Finding the exact value

[MathsHelpPlz]

"Find the exact value of (4sin149 + 12sin150 + 4sin151)/(3cos149 + 9cos150 + 3cos151)"

I took out the common factor of 4 from top and 3 from bottom but I don't know what to do next.

Thanks for your time.

EDIT: Actually sorry I understand it, the question had previously told us that a similar expression equals the tangent of the middle number (150 in this case) so its 4/3 tan150

 

[MarkFL]

$\displaystyle \dfrac{4 \sin(149^{ \circ})+12 \sin(150^{ \circ})+4 \sin(151^{ \circ})}{3 \cos(149^{ \circ})+9 \cos(150^{ \circ})+3 \cos(151^{ \circ})}=$

$\displaystyle \dfrac{4\left( \sin(149^{ \circ})+ \frac{3}{2}+ \sin(151^{ \circ}) \right)}{3\left( \cos(149^{ \circ})-\frac{3 \sqrt{3}}{2}+ \cos(151^{ \circ}) \right)}=$

$\displaystyle \dfrac{4\left( \cos(1^{ \circ})+ \frac{3}{2} \right)}{3\left(- \sqrt{3} \cos(1^{ \circ})- \frac{3 \sqrt{3}}{2} \right)}=$

$\displaystyle \dfrac{4(2 \cos(1^{ \circ})+3)}{-3 \sqrt{3}(2 \cos(1^{ \circ})+3)}=$

$\displaystyle -\dfrac{4}{3 \sqrt{3}}$

 

[HallsofIvy]

In case you were wondering, MarkFL is using the fact that 150= 90+ 60 as well as the identities cos(a+b)= cos(a)cos(b)- sin(a)sin(b) and sin(a+ b)= sin(a)cos(b)+ cos(a)sin(b).

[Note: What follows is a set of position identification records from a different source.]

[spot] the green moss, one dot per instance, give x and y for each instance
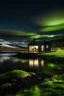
(15, 73)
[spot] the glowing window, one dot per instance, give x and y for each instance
(47, 46)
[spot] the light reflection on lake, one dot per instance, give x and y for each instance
(9, 62)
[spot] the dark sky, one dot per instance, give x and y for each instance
(18, 15)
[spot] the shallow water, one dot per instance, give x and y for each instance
(8, 62)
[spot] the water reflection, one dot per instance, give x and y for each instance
(9, 62)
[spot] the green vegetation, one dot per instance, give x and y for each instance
(15, 73)
(54, 86)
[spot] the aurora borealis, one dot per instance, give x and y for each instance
(27, 20)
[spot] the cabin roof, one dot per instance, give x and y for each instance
(35, 42)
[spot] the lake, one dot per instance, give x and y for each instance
(8, 62)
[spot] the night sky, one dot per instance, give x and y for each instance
(38, 19)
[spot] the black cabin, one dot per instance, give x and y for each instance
(39, 46)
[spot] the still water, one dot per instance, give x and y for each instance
(8, 62)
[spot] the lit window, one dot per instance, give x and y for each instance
(42, 48)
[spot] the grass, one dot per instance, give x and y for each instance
(52, 87)
(15, 73)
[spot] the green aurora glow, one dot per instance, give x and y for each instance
(51, 22)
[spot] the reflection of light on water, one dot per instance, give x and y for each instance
(42, 62)
(36, 63)
(4, 59)
(31, 63)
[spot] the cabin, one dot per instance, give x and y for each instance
(39, 46)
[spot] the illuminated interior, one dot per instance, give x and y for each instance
(36, 63)
(33, 48)
(42, 48)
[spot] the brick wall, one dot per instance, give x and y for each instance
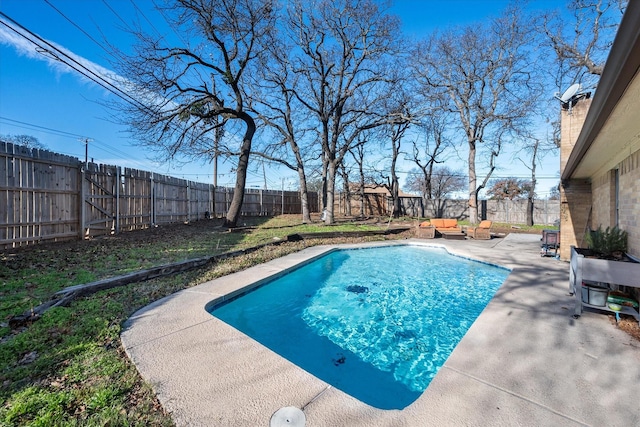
(603, 190)
(575, 209)
(575, 195)
(629, 201)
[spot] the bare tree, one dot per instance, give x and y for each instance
(510, 189)
(442, 182)
(485, 71)
(275, 105)
(429, 148)
(344, 64)
(582, 43)
(28, 141)
(188, 91)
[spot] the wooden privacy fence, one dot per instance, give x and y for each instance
(46, 196)
(505, 211)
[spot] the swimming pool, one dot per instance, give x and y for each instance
(376, 323)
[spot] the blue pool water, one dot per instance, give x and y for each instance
(376, 323)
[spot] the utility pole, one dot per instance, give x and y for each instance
(86, 151)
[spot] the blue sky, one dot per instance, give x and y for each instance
(41, 97)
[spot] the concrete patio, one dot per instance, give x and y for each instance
(525, 361)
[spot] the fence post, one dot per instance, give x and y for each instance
(152, 200)
(118, 184)
(83, 196)
(188, 201)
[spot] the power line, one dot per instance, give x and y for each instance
(50, 130)
(80, 68)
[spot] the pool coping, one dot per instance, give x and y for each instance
(525, 360)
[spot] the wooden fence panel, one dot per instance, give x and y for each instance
(37, 196)
(47, 196)
(134, 199)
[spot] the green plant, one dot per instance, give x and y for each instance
(611, 242)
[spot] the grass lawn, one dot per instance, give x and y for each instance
(68, 368)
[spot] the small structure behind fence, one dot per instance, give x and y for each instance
(45, 196)
(506, 211)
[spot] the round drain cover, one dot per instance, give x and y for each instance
(289, 416)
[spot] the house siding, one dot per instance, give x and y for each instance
(575, 195)
(575, 214)
(629, 201)
(603, 189)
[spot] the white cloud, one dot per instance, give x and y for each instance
(57, 57)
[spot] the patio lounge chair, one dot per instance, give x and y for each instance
(425, 230)
(481, 232)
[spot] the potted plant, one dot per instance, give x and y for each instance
(604, 262)
(607, 244)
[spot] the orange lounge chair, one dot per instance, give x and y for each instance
(481, 232)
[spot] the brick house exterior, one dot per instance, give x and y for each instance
(600, 148)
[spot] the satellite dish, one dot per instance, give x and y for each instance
(570, 93)
(289, 416)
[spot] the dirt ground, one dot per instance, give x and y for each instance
(180, 232)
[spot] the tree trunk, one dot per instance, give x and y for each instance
(241, 173)
(331, 185)
(394, 180)
(304, 196)
(473, 195)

So cos(150)= cos(90+ 60)= cos(90)cos(60)- sin(90)sin(60) and sin(150)= sin(90+ 60)= sin(90)cos(60)+ cos(90)sin(60). And you certainly should know that know that sin(90)= 1 while cos(90)= 0 so that cos(150)= 0(cos(60))- 1(sin(60))= -sin(60) and sin(150)= 1(cos(60))+ 0(sin(60))= cos(60).

$\displaystyle sin(60)= \sqrt{3}/2$ and $\displaystyle cos(60)= 1/2$ are also values you should know or be able to get (bisect an equilateral triangle to get two 30-60-90 right triangles). That is, $\displaystyle cos(150)= -\sqrt{3}/2$ and $\displaystyle sin(150)= 1/2$.